Now I'd have to say that the Robust American Beauty is the best-- think I've used enough others to say that with confidence. Followed closely by my Laguna 18/47---- it's also done whatever I've asked. Variable drive is such a saaaaweeet thing to have available!!

Reactions: Like 1


----------



## Schroedc (Mar 13, 2016)

It could be almost any company,

For each person the questions to ask are:

Does it do what I want?
Does it have every feature I've been looking for?
Does the company stand behind it?
Is it going to give me good service with a minimum of issues?

Personally, I've turned on a number of higher end full sized lathes and I've come to love the Oneway 2436. But I've also turned on a Powermatic and a Robust and both of those met my needs as well as the Oneway. If I have to make a choice the Oneway is in my opinion the Rolls Royce of lathes but I wouldn't hesitate to buy a Powermatic, Robust American Beauty, or even a Nova. The Laguna Greg bought is really impressing me as well.

This question is kinda the Ford vs. Chevy vs. Dodge of the lathe world isn't it?

Reactions: Like 1 | Great Post 2


----------



## ripjack13 (Mar 13, 2016)

Schroedc said:


> This question is kinda the Ford vs. Chevy vs. Dodge of the lathe world isn't it?



Yep...it's all part of my scheme...


----------



## NYWoodturner (Mar 13, 2016)

Well I can't disagree with David @David Hill. I don't have the American Beauty but I do have the sweet 16. The quality of the build is hard to beat. I also have a oneway and I would say they are equally matched. The oneway is beefier. The flexibility of the sweet 16 is like no other and I have found it invaluable many times over when doing large pieces. For those of you not familiar with the sweet 16 it allows you to remove a section of the bed ways and hang the perpendicular to the headstock off the front of the lathe. In a nutshell you have an "L" shaped lathe. It allows very controlled access to both the back and the front of large pieces. Sine the removable section is under the headstock it gives you a 16" swing over the bed when removed. This allows you to turn a 32 in piece. I've never done one that big but have done a 25" platter. 
Beyond the flexibility, what edges the Robust in front of the oneway is the customer service. Brent English (The maker) gives you his cell phone # and really answers when you call. (Even on Sunday mornings... Yes I have tested this...) The customer service you get with Robust is really hard to beat.

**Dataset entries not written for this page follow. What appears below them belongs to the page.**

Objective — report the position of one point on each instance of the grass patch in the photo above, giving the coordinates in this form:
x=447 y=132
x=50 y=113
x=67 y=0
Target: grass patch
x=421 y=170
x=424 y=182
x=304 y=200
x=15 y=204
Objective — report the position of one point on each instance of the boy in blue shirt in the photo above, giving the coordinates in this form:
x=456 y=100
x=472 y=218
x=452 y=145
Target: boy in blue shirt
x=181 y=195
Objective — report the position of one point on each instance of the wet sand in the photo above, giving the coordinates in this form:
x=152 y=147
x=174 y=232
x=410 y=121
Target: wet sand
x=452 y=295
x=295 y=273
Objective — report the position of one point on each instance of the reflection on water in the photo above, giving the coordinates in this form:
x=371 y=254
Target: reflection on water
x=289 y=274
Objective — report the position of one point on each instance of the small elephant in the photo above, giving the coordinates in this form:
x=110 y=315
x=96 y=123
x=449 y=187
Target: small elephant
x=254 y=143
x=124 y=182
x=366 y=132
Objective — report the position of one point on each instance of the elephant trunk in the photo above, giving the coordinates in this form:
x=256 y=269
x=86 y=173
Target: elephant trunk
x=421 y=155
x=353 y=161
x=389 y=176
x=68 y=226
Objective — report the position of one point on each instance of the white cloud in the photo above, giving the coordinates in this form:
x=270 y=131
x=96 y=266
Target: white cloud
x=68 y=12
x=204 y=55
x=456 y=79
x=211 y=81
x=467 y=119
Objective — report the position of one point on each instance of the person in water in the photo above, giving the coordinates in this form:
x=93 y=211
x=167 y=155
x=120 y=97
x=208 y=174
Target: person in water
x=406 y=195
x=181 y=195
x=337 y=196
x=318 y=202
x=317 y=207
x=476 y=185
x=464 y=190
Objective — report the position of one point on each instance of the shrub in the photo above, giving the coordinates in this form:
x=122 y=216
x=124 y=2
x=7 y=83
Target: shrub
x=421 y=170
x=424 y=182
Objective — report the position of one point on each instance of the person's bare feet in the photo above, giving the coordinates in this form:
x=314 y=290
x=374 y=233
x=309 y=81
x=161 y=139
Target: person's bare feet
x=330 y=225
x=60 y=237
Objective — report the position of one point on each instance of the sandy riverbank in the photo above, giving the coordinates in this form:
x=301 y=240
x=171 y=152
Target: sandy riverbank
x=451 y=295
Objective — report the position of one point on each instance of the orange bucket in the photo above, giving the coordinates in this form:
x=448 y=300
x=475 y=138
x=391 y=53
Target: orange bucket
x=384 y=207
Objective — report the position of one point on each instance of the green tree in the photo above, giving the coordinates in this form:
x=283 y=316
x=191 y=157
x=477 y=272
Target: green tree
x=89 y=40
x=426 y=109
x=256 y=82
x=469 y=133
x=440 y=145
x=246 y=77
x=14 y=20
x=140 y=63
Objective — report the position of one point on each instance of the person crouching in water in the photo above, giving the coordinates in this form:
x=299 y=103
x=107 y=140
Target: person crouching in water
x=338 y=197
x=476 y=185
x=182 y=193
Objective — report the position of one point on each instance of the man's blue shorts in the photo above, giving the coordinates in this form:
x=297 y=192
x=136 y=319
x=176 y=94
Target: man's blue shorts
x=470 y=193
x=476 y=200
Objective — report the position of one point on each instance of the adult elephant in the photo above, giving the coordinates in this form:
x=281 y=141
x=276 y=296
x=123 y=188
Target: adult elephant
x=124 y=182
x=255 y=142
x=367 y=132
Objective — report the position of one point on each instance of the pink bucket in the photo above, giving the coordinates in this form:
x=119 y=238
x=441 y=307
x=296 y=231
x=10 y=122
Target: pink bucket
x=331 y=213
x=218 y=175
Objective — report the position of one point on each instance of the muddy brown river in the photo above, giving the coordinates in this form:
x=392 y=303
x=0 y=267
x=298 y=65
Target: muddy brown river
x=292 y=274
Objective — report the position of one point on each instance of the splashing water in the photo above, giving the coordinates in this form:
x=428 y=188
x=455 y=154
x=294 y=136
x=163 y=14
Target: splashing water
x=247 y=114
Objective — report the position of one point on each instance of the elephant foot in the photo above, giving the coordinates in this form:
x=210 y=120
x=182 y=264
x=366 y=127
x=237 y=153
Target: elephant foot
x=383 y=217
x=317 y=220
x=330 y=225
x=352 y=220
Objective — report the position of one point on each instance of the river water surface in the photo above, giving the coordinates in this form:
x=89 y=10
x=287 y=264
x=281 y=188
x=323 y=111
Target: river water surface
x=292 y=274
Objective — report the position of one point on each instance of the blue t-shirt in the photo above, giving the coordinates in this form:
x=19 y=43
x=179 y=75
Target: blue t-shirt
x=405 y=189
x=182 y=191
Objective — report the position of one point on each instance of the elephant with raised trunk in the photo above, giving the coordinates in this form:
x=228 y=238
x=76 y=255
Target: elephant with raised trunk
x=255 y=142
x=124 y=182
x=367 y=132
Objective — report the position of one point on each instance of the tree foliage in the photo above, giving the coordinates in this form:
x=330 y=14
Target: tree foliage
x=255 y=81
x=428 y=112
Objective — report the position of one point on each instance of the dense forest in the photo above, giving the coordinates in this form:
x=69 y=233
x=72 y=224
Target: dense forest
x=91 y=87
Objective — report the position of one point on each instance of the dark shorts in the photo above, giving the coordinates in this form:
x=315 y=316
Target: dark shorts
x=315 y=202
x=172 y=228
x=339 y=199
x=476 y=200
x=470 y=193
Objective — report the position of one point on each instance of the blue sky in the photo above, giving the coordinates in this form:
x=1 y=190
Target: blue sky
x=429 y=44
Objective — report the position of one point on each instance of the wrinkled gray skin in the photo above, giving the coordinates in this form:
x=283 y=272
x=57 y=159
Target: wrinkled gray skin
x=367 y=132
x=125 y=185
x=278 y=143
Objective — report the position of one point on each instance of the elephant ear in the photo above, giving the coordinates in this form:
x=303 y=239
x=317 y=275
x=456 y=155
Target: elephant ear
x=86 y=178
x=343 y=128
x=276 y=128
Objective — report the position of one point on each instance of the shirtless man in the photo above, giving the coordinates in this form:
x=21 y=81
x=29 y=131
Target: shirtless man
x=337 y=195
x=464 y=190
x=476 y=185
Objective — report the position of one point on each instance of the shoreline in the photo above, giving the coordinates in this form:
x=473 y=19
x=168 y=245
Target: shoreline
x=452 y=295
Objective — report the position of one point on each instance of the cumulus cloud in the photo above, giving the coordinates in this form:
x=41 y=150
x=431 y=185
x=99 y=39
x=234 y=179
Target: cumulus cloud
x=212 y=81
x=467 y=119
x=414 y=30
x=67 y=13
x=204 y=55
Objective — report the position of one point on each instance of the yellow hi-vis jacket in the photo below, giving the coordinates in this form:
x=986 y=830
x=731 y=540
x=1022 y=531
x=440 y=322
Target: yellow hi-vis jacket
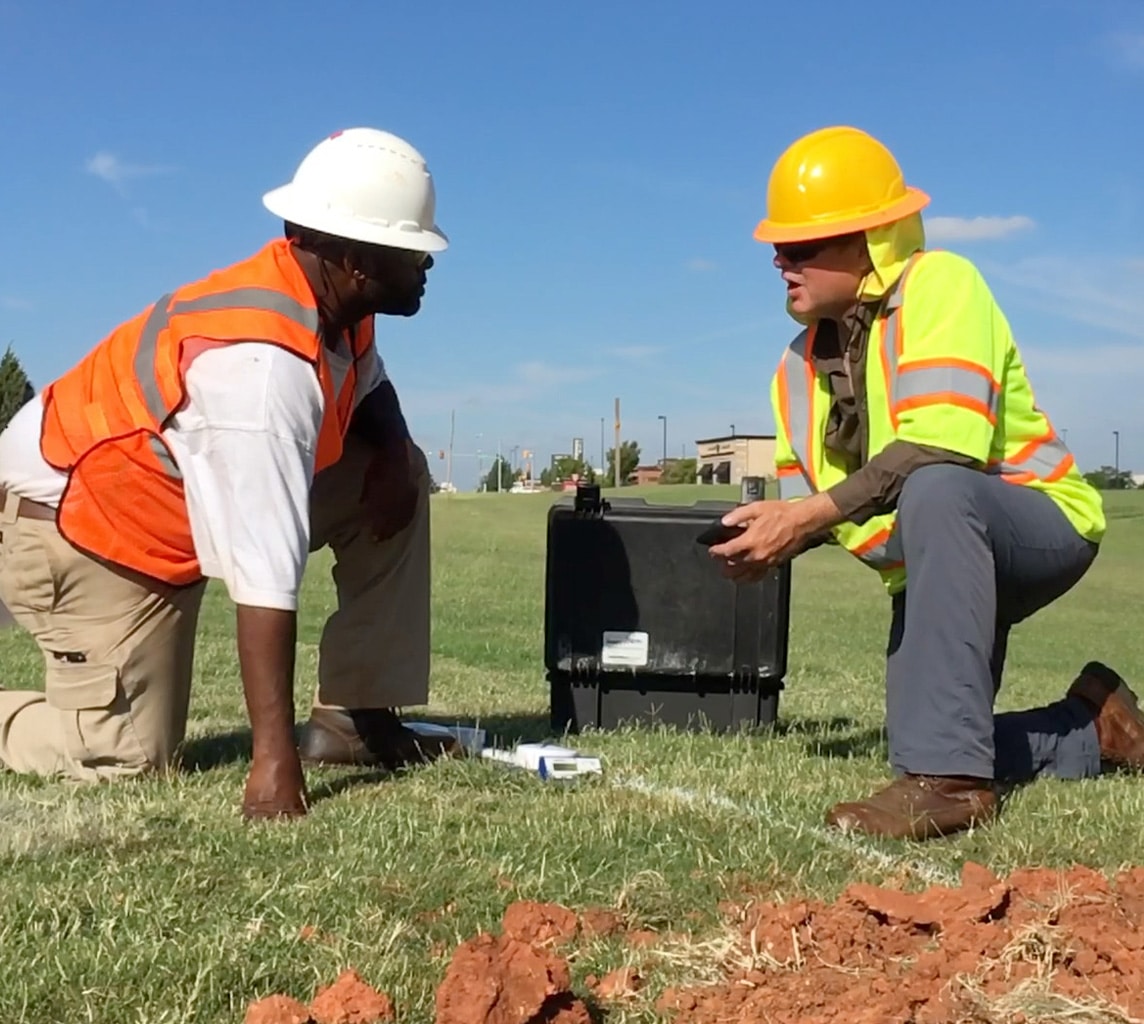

Reactions: Like 3 | Agree 1


----------



## kweinert (Mar 14, 2016)

I'd have to agree that what you have is the best. Well, actually, for a while what I had wasn't the best. I did once think I had upgraded lathes but it really didn't work out for me. Non-standard sizes, underpowered, etc. The only upgrade part was that it was larger that the one I had before. Didn't take me long to sell it.

Reactions: Like 1


----------